There are many places on the internet that talk about how to get access to the funds in a 401k during early retirement without penalty. Conventional wisdom seems to be that you do a conversion as follows.
Retire from job -> Roll from entire 401k to conventional IRA (no taxes or penalties) -> Convert expected annual expenses to Roth IRA every year (you pay taxes when you do the conversion)-> Wait 5 years -> Withdraw the funds you converted 5 years ago tax and penalty free.
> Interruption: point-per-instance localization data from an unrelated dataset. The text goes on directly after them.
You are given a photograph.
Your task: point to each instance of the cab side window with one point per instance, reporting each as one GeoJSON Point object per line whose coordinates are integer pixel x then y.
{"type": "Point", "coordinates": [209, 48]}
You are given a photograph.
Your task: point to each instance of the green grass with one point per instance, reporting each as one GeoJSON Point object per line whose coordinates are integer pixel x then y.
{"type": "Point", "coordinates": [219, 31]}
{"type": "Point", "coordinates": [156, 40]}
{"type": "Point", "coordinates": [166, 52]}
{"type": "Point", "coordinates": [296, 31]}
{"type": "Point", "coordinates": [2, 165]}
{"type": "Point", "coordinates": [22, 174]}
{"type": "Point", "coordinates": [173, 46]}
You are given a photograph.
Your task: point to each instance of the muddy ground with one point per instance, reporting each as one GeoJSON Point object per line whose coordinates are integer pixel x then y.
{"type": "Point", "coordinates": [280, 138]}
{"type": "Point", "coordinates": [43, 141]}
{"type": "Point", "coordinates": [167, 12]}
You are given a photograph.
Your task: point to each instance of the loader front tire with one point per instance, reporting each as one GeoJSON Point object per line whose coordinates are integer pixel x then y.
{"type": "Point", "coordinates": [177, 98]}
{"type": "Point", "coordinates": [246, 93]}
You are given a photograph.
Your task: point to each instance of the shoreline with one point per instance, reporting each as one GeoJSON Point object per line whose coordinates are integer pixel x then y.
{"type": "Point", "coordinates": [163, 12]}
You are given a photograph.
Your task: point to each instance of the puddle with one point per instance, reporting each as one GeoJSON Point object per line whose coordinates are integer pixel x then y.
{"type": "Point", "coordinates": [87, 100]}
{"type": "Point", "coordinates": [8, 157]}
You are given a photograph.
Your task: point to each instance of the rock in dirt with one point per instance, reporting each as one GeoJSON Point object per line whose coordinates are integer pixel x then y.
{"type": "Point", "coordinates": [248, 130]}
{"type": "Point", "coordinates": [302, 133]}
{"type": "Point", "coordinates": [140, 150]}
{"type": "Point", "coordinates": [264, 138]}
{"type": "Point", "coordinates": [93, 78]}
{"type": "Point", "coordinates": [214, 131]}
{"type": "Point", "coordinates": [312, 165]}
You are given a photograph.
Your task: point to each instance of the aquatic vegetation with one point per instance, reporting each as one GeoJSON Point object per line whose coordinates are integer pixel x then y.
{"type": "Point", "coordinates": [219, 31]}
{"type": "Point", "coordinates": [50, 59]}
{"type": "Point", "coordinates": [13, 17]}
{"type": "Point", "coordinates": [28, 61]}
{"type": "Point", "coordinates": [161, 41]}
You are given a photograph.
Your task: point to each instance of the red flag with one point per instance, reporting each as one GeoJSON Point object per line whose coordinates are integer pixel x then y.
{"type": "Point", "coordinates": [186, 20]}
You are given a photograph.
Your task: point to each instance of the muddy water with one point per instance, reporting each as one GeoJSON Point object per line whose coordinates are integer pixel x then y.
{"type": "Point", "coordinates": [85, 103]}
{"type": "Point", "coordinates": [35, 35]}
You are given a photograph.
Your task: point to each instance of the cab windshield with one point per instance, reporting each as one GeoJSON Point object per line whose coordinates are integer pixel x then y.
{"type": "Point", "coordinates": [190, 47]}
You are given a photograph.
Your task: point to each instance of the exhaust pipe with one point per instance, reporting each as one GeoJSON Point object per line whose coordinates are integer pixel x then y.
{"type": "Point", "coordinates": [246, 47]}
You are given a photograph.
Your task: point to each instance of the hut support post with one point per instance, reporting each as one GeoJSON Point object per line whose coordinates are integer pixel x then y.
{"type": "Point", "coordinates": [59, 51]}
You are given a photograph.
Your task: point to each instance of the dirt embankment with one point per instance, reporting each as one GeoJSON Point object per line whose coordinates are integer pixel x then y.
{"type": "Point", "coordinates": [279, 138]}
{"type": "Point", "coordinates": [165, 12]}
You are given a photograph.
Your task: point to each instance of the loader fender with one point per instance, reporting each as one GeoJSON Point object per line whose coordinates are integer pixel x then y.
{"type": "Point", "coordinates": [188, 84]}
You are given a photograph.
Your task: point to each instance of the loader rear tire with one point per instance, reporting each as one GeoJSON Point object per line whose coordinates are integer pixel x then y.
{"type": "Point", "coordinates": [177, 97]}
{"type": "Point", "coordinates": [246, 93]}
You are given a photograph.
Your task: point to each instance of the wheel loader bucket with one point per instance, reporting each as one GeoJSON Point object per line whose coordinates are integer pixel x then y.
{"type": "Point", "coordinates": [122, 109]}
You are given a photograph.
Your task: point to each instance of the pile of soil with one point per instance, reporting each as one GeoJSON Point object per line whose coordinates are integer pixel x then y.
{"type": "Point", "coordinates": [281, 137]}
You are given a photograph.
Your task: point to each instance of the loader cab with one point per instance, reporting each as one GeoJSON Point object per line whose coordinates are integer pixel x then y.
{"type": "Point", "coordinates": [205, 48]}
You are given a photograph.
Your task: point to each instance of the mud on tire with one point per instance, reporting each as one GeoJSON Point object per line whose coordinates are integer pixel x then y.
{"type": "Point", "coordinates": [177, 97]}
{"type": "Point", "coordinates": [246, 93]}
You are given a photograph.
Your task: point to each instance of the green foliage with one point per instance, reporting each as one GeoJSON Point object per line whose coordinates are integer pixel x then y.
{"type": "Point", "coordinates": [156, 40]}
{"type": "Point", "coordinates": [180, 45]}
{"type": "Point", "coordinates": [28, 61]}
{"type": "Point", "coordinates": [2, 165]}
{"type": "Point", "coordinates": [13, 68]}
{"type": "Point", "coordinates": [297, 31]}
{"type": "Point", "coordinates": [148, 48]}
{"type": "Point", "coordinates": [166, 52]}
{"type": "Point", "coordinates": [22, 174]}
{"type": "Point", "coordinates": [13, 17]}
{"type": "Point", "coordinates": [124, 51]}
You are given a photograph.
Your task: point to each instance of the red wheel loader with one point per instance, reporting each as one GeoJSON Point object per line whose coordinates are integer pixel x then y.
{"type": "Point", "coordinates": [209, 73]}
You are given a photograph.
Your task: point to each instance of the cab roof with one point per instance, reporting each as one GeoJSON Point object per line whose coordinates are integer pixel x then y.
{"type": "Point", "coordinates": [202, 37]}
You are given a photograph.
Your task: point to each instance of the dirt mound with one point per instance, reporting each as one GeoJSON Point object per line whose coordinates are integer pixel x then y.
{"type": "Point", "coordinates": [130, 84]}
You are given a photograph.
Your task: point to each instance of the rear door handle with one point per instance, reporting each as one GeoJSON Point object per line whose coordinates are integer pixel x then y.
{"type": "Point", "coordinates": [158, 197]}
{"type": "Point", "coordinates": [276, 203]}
This makes a lot of sense and minimizes taxes and penalties. However, you must have 5 years of expenses somewhere else for this to work. My question is, can you roll a Roth 401k into a Roth IRA and start withdrawing immediately without penalty? In looking online, it sounds like you can but nobody talks about using that route to fund the 1st five years of retirement. The Roth 401k's are newer so maybe that is why there is limited experience with this method. (or maybe I'm reading the limitations wrong)
If this works, my thought is I would want enough money in Roth IRA (contributions only because the growth can't be withdrawn) and Roth 401k's (I think everything rolled can be withdrawn) to fund the 1st five years of early retirement. After that, traditional 401k using the roth IRA conversion ladder would be the most tax efficient due to the lower income I expect during retirement.